The `usage` field contains normalized usage data with token counts, costs, and tool/image usage:

```elixir
%{
  # Token counts
  input_tokens: 150,
  output_tokens: 200,
  total_tokens: 350,
  reasoning_tokens: 0,        # For reasoning models (o1, o3, gpt-5)
  cached_tokens: 100,         # Cached input tokens
  cache_creation_tokens: 0,   # Tokens used to create cache

  # Cost breakdown (USD)
  input_cost: 0.00045,
  output_cost: 0.0006,
  total_cost: 0.00105,

  # Detailed cost by category
  cost: %{
    tokens: 0.00105,
    tools: 0.02,              # Web search, function calls
    images: 0.0,              # Image generation
    total: 0.02105,
    line_items: [...]         # Per-component cost details
  },

  # Tool usage (web search, etc.)
  tool_usage: %{
    web_search: %{count: 2, unit: "call"}
  },

  # Image usage (for image generation)
  image_usage: %{
    generated: %{count: 1, size_class: "1024x1024"}
  }
}
```

See the [Usage & Billing Guide](usage-and-billing.md) for comprehensive documentation.

**How this supports normalization**:
- One response object to extract text, structured objects, and usage across providers.

## 8) ReqLLM.StreamResponse

Handle for streaming operations with helpers to consume chunks or tokens.

**Example**:
```elixir
{:ok, sr} = ReqLLM.stream_text("anthropic:claude-haiku-4-5",
  [ReqLLM.Context.user("Tell me a story")]
)

# Stream raw chunks
ReqLLM.StreamResponse.stream(sr)
|> Stream.each(fn chunk ->
  case chunk.type do
    :content -> IO.write(chunk.text)
    :tool_call -> IO.inspect(chunk, label: "Tool call")
    :meta -> :ok
    _ -> :ok
  end
end)
|> Stream.run()

# Or tokens helper (if available)
ReqLLM.StreamResponse.tokens(sr)
|> Stream.each(&IO.write/1)
|> Stream.run()
```

**How this supports normalization**:
- Same streaming consumption API for every provider; adapters convert SSE/WS specifics into `StreamChunk`.

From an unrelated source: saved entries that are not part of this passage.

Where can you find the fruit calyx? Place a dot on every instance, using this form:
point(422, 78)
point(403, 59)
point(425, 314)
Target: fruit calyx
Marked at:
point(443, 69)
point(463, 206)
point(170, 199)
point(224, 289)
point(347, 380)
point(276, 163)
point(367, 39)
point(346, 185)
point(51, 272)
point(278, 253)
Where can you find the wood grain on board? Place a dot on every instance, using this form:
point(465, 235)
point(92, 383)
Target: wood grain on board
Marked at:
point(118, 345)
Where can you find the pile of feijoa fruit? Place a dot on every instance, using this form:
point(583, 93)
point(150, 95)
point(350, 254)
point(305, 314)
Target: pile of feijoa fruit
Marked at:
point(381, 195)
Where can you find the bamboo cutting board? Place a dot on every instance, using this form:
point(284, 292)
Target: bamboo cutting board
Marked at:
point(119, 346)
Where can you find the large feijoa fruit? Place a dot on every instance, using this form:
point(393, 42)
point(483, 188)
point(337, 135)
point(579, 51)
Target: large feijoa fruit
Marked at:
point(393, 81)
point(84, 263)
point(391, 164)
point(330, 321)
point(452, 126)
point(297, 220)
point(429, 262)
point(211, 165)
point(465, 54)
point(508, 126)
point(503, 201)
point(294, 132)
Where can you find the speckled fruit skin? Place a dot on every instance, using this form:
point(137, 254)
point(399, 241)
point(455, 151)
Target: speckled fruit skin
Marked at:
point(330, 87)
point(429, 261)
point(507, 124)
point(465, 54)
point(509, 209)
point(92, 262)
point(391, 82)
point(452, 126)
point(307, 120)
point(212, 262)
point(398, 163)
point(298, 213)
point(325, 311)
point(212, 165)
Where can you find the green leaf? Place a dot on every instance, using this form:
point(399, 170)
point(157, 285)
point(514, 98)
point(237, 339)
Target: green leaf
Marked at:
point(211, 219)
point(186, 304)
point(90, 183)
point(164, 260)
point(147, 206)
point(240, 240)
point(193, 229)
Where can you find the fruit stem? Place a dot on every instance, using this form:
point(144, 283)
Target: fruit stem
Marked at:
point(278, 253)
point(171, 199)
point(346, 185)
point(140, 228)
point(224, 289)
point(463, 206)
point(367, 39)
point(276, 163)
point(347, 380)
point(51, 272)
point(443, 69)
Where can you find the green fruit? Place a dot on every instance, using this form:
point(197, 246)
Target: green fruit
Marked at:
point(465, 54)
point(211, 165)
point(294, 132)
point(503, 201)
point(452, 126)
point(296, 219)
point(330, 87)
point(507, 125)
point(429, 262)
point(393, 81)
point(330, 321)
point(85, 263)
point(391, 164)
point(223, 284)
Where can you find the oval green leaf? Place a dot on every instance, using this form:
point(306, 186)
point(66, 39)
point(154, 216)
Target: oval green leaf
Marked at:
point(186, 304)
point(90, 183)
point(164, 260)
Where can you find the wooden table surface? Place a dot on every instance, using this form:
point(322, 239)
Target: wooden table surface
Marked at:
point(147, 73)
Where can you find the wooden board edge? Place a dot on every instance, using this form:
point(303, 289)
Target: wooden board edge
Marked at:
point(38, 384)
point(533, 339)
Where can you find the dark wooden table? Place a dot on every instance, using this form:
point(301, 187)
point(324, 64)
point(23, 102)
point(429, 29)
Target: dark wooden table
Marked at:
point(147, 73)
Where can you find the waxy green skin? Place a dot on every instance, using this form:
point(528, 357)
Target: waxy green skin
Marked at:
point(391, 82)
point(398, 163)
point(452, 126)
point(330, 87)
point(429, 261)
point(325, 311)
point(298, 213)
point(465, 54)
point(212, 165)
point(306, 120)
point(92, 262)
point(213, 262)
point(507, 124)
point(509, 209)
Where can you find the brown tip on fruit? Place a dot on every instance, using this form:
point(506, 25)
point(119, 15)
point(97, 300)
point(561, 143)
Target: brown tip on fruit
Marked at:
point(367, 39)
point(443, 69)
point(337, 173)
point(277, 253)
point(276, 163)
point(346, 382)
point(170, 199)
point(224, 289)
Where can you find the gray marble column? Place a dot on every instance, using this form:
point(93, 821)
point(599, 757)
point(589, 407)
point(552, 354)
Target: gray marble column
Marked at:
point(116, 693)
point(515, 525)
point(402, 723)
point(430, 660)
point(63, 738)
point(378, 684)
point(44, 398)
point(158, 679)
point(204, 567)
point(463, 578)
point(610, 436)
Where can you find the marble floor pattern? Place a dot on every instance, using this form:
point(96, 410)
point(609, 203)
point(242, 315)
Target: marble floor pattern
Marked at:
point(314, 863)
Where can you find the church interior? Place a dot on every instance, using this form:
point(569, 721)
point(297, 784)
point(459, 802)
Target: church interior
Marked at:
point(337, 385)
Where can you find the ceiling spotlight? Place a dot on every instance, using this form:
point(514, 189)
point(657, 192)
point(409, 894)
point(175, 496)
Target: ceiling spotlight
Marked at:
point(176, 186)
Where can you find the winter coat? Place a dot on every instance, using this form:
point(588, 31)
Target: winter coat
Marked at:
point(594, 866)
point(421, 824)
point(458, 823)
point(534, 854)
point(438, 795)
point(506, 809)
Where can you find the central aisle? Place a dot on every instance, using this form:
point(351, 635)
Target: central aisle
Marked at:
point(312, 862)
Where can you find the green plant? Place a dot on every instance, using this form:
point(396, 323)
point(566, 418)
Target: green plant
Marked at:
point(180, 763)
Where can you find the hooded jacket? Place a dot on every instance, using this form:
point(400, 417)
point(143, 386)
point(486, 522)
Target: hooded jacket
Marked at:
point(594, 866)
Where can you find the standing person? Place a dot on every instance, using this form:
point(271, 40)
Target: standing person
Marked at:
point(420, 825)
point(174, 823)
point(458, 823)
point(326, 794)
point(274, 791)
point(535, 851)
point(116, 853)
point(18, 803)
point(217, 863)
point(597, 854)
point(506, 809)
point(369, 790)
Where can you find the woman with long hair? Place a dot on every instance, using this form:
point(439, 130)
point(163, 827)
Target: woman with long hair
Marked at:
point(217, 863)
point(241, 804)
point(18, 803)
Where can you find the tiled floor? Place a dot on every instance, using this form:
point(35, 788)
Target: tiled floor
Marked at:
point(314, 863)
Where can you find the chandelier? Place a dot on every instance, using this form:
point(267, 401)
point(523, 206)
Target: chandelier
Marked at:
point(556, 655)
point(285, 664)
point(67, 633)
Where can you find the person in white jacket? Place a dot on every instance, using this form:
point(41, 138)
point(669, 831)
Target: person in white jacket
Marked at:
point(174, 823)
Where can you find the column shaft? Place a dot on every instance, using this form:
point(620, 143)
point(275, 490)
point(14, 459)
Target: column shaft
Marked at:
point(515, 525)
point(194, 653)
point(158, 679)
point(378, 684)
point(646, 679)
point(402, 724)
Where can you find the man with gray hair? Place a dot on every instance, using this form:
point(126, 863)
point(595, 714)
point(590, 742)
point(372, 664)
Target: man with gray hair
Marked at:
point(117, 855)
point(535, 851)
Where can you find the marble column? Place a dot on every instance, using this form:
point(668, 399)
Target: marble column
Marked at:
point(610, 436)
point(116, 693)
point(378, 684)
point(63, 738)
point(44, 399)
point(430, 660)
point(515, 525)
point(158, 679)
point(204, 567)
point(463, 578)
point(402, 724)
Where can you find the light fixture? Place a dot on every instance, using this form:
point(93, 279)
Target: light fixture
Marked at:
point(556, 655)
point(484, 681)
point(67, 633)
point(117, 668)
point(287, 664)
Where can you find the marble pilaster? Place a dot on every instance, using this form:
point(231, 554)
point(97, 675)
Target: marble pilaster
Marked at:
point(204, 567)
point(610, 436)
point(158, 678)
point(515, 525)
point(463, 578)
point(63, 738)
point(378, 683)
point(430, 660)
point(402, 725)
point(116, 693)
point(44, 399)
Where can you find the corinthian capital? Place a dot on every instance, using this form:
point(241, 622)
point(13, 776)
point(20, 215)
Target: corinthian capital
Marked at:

## 9) Validation and type safety

ReqLLM provides validation utilities so you can fail early and clearly:
- `ReqLLM.Context.validate/1`
- `ReqLLM.StreamChunk.validate/1`
- Tool argument validation via `NimbleOptions` schemas

**Example**:
```elixir
case ReqLLM.Context.validate(context) do
  {:ok, ctx} -> ReqLLM.generate_text(model, ctx)
  {:error, reason} -> raise ArgumentError, "Invalid context: #{reason}"
end
```

## 10) End-to-end example (provider-agnostic)

```elixir
alias ReqLLM.Message.ContentPart

{:ok, model} = ReqLLM.model("anthropic:claude-haiku-4-5")

{:ok, tool} = ReqLLM.Tool.new(
  name: "get_weather",
  description: "Gets weather by city",
  parameter_schema: [city: [type: :string, required: true]],
  callback: fn %{city: city} -> {:ok, "Weather in #{city}: sunny"} end
)

context = ReqLLM.Context.new([
  ReqLLM.Context.system("You are a helpful assistant."),
  ReqLLM.Context.user([
    ContentPart.text("What is the weather in NYC today?")
  ])
])

{:ok, response} = ReqLLM.generate_text(model, context, tools: [tool])

IO.puts("Answer: " <> ReqLLM.Response.text(response))
IO.inspect(ReqLLM.Response.usage(response), label: "Usage")
```

**How this supports normalization**:
- At no point does your application code need to branch on provider.
- Providers translate request/response specifics into these canonical types.

## Key takeaways

- The canonical data structures are the heart of ReqLLM's "normalize everything" approach.
- Build contexts, messages, and tools once; reuse them across providers.
- Consume streaming and final results through a single, consistent API.